Welcome To The Stroke Prediction Pipeline Project! This Project Covers All Stages Of The ML Lifecycle—From Data Ingestion To Model Serving In a Production-Ready Pipeline. With CI/CD Automation using Github Actions, MLFlow Tracking, and DVC Pipeline Orchestration, This Repository Demonstrates an End-To-End MLOps Framework Designed To Tackle Real-World Machine Learning Challenges Efficiently
This Project Builds a Logistic Regression Model To Predict The Likelihood Of Stroke Based On A Dataset. With a Modular Pipeline Architecture and MLFlow Tracking, It Captures The Complete Process Of Building, Training, Evaluating, and Deploying The Model. Data is Pulled Directly from AWS S3, and The Model Is Served On a Flask Server Hosted on AWS EC2.
A Website Developed With HTML And CSS, Hosted On A Flask Server, Ensures That All Inputs Fall Within The Recommended Range. Stroke Prediction Site
- DVC (Data Version Control) to manage the ML pipeline
- AWS S3 used for storage of datasets and intermediate artifacts
- MLFlow to track experiments, metrics, and parameters
- Automated testing using Pytest and Tox
- Deployment pipeline ensures continuous integration and delivery with every code change
Model: Logistic Regression
Metric | Precision | Recall | F1-Score | Support |
---|---|---|---|---|
Class 0 | 0.83 | 0.78 | 0.80 | 2939 |
Class 1 | 0.79 | 0.84 | 0.81 | 2895 |
Accuracy | 0.81 | 5834 | ||
Macro Avg | 0.81 | 0.81 | 0.81 | 5834 |
Weighted Avg | 0.81 | 0.81 | 0.81 | 5834 |
F1 Score: 0.8105
- Extensive EDA to understand data distributions, patterns, and outliers
- Feature selection to retain only the most relevant predictors
- Handled missing values and data imbalances
- Created pipelines for data ingestion, preprocessing, feature extraction, and model training
- Model: Logistic Regression
- Tracked hyperparameters and metrics using MLFlow
- Stored datasets and models with DVC for seamless version control
- Hosted the Flask app on AWS EC2 with the model endpoint ready for predictions
🚀 This project uses GitHub Actions to automate testing, linting, and deployment.
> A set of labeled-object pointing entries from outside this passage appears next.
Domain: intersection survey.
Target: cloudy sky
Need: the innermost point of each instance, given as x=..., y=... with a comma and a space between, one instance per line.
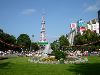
x=24, y=16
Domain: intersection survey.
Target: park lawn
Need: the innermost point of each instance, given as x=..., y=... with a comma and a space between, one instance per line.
x=21, y=66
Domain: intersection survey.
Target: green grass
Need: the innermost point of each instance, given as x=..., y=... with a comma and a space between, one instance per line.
x=21, y=66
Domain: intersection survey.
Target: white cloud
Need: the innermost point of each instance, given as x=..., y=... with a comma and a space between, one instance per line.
x=93, y=7
x=28, y=11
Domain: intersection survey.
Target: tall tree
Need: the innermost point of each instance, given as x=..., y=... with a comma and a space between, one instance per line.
x=24, y=40
x=63, y=42
x=34, y=46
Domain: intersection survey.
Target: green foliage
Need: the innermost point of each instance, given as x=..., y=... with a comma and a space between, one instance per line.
x=20, y=66
x=63, y=42
x=7, y=40
x=59, y=54
x=24, y=40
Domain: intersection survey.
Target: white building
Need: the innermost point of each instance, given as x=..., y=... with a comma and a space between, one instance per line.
x=93, y=25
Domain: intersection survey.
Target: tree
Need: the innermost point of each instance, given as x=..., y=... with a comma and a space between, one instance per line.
x=34, y=46
x=24, y=40
x=87, y=37
x=63, y=42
Every push triggers the following:
- Code Quality Checks: Run Tox for testing across environments
- Automated Testing: Use Pytest to verify functionality
- Deployment to EC2: If all tests pass, the app is redeployed to the AWS server
The project uses Pytest for unit tests and Tox for cross-environment testing.
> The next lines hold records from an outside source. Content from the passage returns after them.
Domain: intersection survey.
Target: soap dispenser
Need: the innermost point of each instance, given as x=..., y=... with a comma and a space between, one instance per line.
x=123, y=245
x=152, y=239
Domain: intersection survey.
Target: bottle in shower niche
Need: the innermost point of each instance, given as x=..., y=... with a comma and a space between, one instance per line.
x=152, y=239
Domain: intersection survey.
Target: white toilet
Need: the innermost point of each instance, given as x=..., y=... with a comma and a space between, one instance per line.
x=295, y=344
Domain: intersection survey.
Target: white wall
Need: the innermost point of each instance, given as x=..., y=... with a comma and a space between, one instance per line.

- Machine Learning: Logistic Regression
- MLOps: DVC, MLFlow
- Cloud: AWS EC2, S3
- CI/CD: GitHub Actions
- Testing: Pytest, Tox
- Website: HTML, CSS
- Server: Flask + Gunicorn
The model achieved 81% accuracy, with balanced precision and recall for both classes, making it a reliable predictor for stroke detection.